The limitations and risks of using concrete barriers
As the world begins to open up and crowds return to public spaces and large events, we have gradually seen the return of one ubiquitous object: large concrete blocks or barriers arranged to protect pedestrian areas from incoming vehicles. Though they vary in shape, size and weight, the typical concrete barrier weighs 1,800 kilograms and is typically placed via a forklift, sitting unsecured and unanchored to the road. These concrete barriers have become a common sight in public places over the past several years, following a series of deadly attacks where vehicles were used to ram into crowds to cause mass casualties. The deadliest incident occurred in Nice, France in July 2016 when a lone perpetrator drove a large truck into a crowded pedestrian area during holiday celebrations. The result was 86 people killed and 434 injured. This was followed by similar attacks in Germany, the UK, Sweden, Spain, the United States, and Japan. Whilst large crowds and public events may have disappeared for much of 2020, the threat of incoming vehicles remains and will re-emerge as the world begins, or at least plans to, open up to crowds once more. Indeed, the past 24 months has even seen expanded use of concrete barriers because of COVID-19, as they have been deployed to block off streets opened up for outdoor dining and open-air events. 
As ubiquitous as these concrete barriers have become, many of these barriers are being deployed without an understanding of their limitations. It may seem like common sense that an 1,800-kilogram concrete block will stop a vehicle. When actually tested, the results can be quite shocking as demonstrated by the tests carried out by the German Motor Vehicle Inspection Association (DEKRA).

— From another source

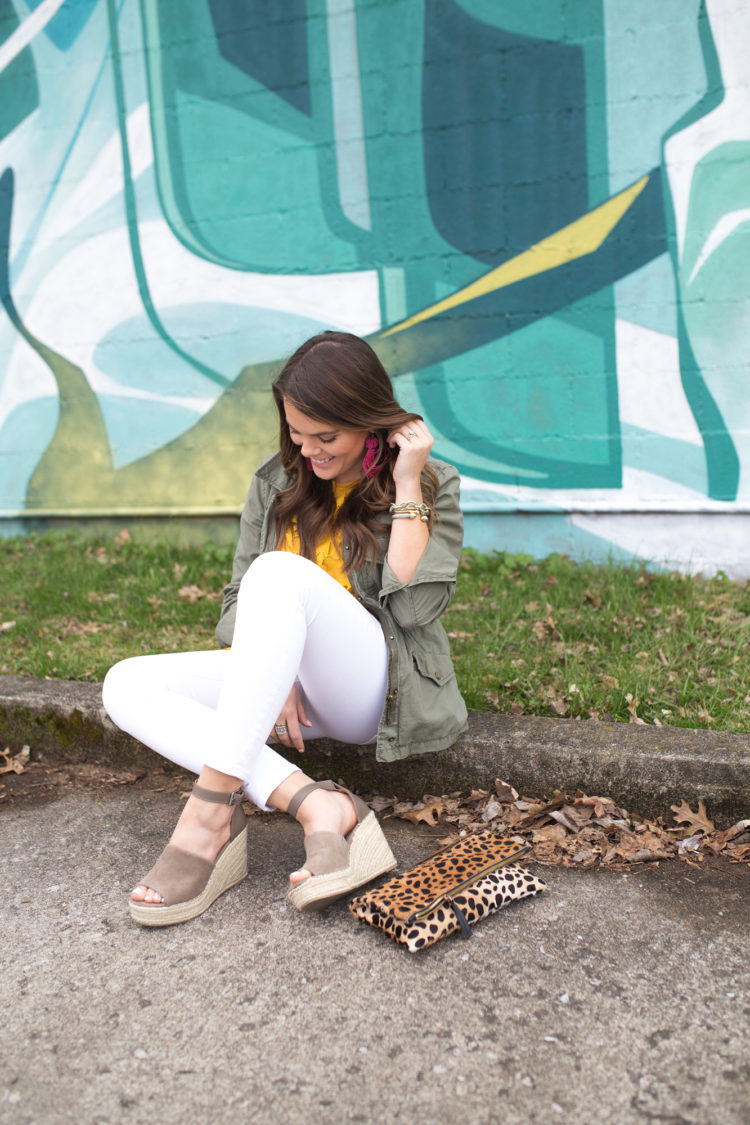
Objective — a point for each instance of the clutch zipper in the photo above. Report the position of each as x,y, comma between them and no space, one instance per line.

A false sense of security is no security at all
Simply put, it is clear that concrete barriers are being deployed and used without appropriate assessment and analysis in the vast majority of cases. This becomes clear when any sort of actual analysis is applied to understand how ineffective most concrete barrier deployments would be to an actual attack. For example, how these concrete barriers have been angled has not been considered in many cases despite the fact that the angle of impact can significantly impact how these barriers perform. The type of ground that concrete barriers are placed on can affect its performance, as can environmental factors like weather. Many of these barriers have also been placed in a manner that does not account for potential debris or displacement of the barrier if a vehicle was to impact it. As demonstrated in the DEKRA video, when a vehicle of sufficient mass and speed hits one of these barriers, they effectively transform into 1,800-kilogram projectile. Alongside the fact the vehicle will continue into the crowds behind the barrier, it is also likely that the barrier itself will severely injure and harm pedestrians as well. When provided the results of the tests, those who manufacture these concrete barriers were unsurprised. As one manufacturer put it, deploying concrete barriers to protect crowds against hostile vehicle attacks “…is a pure placebo effect.”. Ultimately, the risk here is that the ubiquity of concrete barriers being used as protection against incoming hostile vehicles provides a false sense of security, and ultimately a sense of security that if tested by an actual attack, will prove to be no security at all.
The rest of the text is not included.